Selon 42mag.fr, le ministre de l’Économie a déclaré que le prix moyen du carburant se situait autour de 1,75 euro le litre et que plus de 97% du territoire ne connaissait aucun problème d’approvisionnement. Nous procédons à la vérification de ces affirmations.
La guerre au Moyen-Orient suscite des inquiétudes quant à une possible flambée des prix du carburant. Depuis la fin de la semaine précédente, le trafic dans les stations-service a nettement augmenté. Le jeudi 5 mars sur 42mag.fr, Dominique Schelcher, PDG de Coopérative U, évoquait une fréquentation « doublée par rapport à l’habitude », alimentée par la crainte d’une augmentation des tarifs ou de pénuries.
Le mercredi sur 42mag.fr, le ministre de l’Économie, Roland Lescure, a tenté de rassurer. Il avançait que le prix moyen du gazole et du sans-plomb 95 se situerait autour de 1,75 euro le litre. Le ministère de l’Économie précise jeudi à 42mag.fr que Roland Lescure disposait des tarifs datés de lundi au moment de son interview et que l’envolée des prix s’est produite entre mardi et mercredi. Concernant les craintes de pénuries sans stations-service, le ministre a évoqué une situation normale dans la majeure partie du pays et a assuré que « dans plus de 97% du territoire, il n’y a aucun problème » d’approvisionnement. Que disent les données officielles ?

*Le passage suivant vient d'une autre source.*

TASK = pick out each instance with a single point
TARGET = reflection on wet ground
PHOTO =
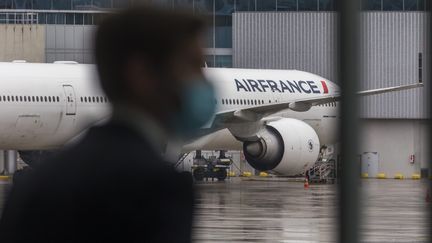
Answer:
(269, 211)
(257, 211)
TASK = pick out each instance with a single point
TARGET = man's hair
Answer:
(150, 33)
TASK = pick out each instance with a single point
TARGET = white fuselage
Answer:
(43, 106)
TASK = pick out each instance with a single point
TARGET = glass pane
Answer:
(51, 18)
(81, 4)
(266, 5)
(372, 5)
(60, 18)
(223, 23)
(287, 5)
(102, 4)
(42, 17)
(6, 4)
(79, 18)
(70, 18)
(308, 5)
(121, 3)
(392, 5)
(205, 7)
(414, 5)
(224, 7)
(22, 4)
(326, 5)
(209, 59)
(88, 19)
(245, 5)
(223, 31)
(223, 61)
(183, 4)
(62, 4)
(164, 3)
(41, 4)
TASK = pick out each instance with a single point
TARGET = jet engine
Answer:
(286, 146)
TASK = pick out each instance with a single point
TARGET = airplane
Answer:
(279, 118)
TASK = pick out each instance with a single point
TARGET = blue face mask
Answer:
(198, 106)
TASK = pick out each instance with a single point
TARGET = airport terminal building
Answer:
(269, 34)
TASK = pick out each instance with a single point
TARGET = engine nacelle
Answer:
(286, 146)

Les tarifs à la pompe dépassent l’estimation du ministre
Les données figées sur le site du ministère de l’Économie, qui répertorie les prix affichés dans près de 9 800 stations-service, montrent que le litre est effectivement plus cher que l’estimation avancée par le ministre. En moyenne, le gazole tourne autour de 1,86 euro le litre et le sans-plomb 95 autour de 1,83 euro, selon les relevés effectués mercredi matin dans les stations françaises.
Cependant, ces moyennes masquent d’importantes disparités selon les régions et les réseaux. Sur les aires d’autoroute, le gazole accuse en moyenne 1,95 euro le litre, contre environ 1,85 euro sur le réseau classique, soit une différence d’environ dix centimes par litre et près de 5 euros supplémentaires pour un plein de 50 litres.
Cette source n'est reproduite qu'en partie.